Edição Especial do 7 de Abril de 1997


Nem crianças, nem marginais: mulheres e partidos políticos
por Maria Isabel Casas

"Bem-vindas de novo, sejam todas bem-vindas. Sabemos que as crianças fora do pai tornam-se marginais". Estas foram as palavras de boas-vindas de uma das autoridades da Frelimo numa Província desta terra, quando as mulheres da OMM regressaram do Congresso onde foi tomada a decisão de voltar à casa do Pai-Partido.

E eu que ouvi esta história fiquei com vontade de falar da batata quente da autonomia das organizações de mulheres perante os partidos políticos em geral. Cito as palavras de alguém do partido Frelimo, mas tenho certeza de que poderiam ser pronunciadas por qualquer outro partido em Moçambique e outros países do mundo.

Em todo o mundo a história das mulheres e os partidos é - como nas telenovelas brasileiras - uma história de amor e dor. Para muitas mulheres os partidos têm representado um dos poucos espaços públicos onde a sua expressão foi considerada legítima ou pelo menos tolerada. É por isso que muitas mulheres militam nos partidos, assistem às discussões políticas e às vezes são escutadas, trabalham nas campanhas políticas dos partidos. E também participam nas centenas de comités de recepção com actividade cultural incluída, servem toneladas de café e limpam a sala de reuniões...

Mas a sua presença não está reflectida numa participação significativa das mulheres nos assuntos dos partidos - nem dos países. Nem tem garantido que questões centrais para as mulheres sejam incluídas nos programas dos partidos. De facto, tem sido mais fácil contar com o apoio das mulheres às actividades e programas dos partidos do que conseguir que estes incorporem os interesses das mulheres nos seus programas (*).

Em Moçambique as mulheres jogaram um papel central no processo da independência. Com a sua participação na luta armada desafiaram os estereótipos que as confinavam em casa. A independência abriu um espaço de reconhecimento para as mulheres, e em boa medida é por isso que a OMM constitui ainda hoje a maior organização de mulheres no país. Mas e depois desse reconhecimento que avanços houve para as mulheres e as preocupações das mulheres dentro do partido? Será que o espírito que animou o momento da independência fugiu pela janela fora quando chegou a hora de compartilhar os poderes privados e públicos? A independência não começa em casa?

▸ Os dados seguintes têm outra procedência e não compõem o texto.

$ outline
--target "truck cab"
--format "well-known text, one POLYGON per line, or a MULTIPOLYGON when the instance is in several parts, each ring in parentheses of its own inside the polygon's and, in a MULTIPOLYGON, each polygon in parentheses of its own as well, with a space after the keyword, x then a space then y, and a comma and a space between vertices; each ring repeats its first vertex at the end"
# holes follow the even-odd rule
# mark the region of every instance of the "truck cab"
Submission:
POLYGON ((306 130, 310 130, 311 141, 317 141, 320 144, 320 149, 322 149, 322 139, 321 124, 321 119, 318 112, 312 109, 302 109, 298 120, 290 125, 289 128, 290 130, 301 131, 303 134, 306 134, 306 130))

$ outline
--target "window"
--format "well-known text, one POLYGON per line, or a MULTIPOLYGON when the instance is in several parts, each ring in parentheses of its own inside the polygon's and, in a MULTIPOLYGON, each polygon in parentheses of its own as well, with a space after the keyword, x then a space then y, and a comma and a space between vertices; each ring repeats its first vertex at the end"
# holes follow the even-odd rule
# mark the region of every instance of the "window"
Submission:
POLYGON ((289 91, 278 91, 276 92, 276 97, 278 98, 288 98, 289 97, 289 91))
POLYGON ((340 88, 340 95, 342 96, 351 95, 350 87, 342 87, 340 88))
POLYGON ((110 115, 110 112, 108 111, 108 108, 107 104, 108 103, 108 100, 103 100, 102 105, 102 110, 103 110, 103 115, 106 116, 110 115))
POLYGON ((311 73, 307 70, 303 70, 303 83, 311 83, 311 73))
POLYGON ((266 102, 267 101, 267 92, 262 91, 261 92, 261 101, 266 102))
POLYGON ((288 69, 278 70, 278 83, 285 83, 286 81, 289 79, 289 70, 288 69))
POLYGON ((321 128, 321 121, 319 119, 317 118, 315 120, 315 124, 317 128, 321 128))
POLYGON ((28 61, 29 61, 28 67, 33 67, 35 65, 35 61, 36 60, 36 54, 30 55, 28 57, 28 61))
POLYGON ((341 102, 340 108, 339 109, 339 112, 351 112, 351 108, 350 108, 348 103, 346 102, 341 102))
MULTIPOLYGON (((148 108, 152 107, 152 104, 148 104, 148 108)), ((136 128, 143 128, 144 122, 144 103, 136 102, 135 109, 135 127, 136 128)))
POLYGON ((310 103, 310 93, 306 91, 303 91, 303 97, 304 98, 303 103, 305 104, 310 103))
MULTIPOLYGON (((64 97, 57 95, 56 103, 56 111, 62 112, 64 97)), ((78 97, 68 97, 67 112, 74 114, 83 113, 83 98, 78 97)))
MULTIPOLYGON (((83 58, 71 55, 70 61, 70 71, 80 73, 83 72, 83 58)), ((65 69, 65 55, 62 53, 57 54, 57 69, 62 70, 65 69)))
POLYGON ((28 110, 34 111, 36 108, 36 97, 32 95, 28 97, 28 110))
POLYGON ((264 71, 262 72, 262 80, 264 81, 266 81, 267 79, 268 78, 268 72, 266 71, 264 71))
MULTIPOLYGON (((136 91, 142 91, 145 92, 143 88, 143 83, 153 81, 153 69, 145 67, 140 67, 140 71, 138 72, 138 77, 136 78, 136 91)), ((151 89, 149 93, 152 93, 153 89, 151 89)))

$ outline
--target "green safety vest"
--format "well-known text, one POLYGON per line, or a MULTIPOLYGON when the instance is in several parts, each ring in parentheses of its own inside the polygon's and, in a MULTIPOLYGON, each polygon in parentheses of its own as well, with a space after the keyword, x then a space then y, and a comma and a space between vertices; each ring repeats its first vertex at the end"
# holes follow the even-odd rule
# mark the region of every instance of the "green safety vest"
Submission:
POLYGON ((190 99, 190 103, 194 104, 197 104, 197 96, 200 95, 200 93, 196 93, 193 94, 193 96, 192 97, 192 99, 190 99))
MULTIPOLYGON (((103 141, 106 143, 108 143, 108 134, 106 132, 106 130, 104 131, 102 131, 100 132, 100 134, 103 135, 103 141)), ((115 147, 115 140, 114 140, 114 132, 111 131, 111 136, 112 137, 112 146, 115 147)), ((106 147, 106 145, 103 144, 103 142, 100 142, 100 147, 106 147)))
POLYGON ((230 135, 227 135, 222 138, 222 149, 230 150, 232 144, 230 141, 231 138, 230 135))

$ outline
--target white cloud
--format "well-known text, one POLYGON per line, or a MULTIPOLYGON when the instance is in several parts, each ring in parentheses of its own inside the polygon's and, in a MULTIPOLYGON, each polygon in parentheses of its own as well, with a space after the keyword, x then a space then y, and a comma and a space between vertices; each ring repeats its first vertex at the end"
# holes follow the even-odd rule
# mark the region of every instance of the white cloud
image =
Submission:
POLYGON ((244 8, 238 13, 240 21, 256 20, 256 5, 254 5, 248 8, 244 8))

Eu pergunto com muito respeito se a OMM está a aproveitar o seu enorme potencial. Se está a apoiar activamente as mulheres de Moçambique na definição das suas próprias necessidades e alternativas. Se têm protagonismo nos debates que fazem palpitar o país como o debate sobre a Lei de Terras - com grandes implicações para as mulheres camponesas. Falo com o coração na mão, sem desconhecer as muitas actividades positivas que a OMM desenvolve, mas sim com uma preocupação genuína pelo sentido do trabalho de uma organização que está nos mais remotos cantinhos do país e que talvez não esteja a aproveitar todo o seu potencial a favor das mulheres. Pergunto-me se agora com o retorno ao partido esse potencial não vai ser posto ao serviço dos interesses do partido que não são sempre os interesses das mulheres em Moçambique. Pergunto-me, em síntese, se não constitui um retrocesso do ponto de vista da autonomia das mulheres, esse valor que é, como a autodeterminação dos povos, indispensável para o desenvolvimento das pessoas, das organizações, das comunidades, dos povos e dos países.

Ao longo da história nós as mulheres temos aprendido que antes de mais é a nossa voz autónoma e organizada que consegue mudanças. Só assim podemos fazer alianças, procurar solidariedades, trabalhar conjuntamente com os partidos e outras organizações governamentais e não governamentais. Mulheres autónomas, organizações autónomas de mulheres em diálogo criativo com outras e outros. Nem crianças, nem marginais.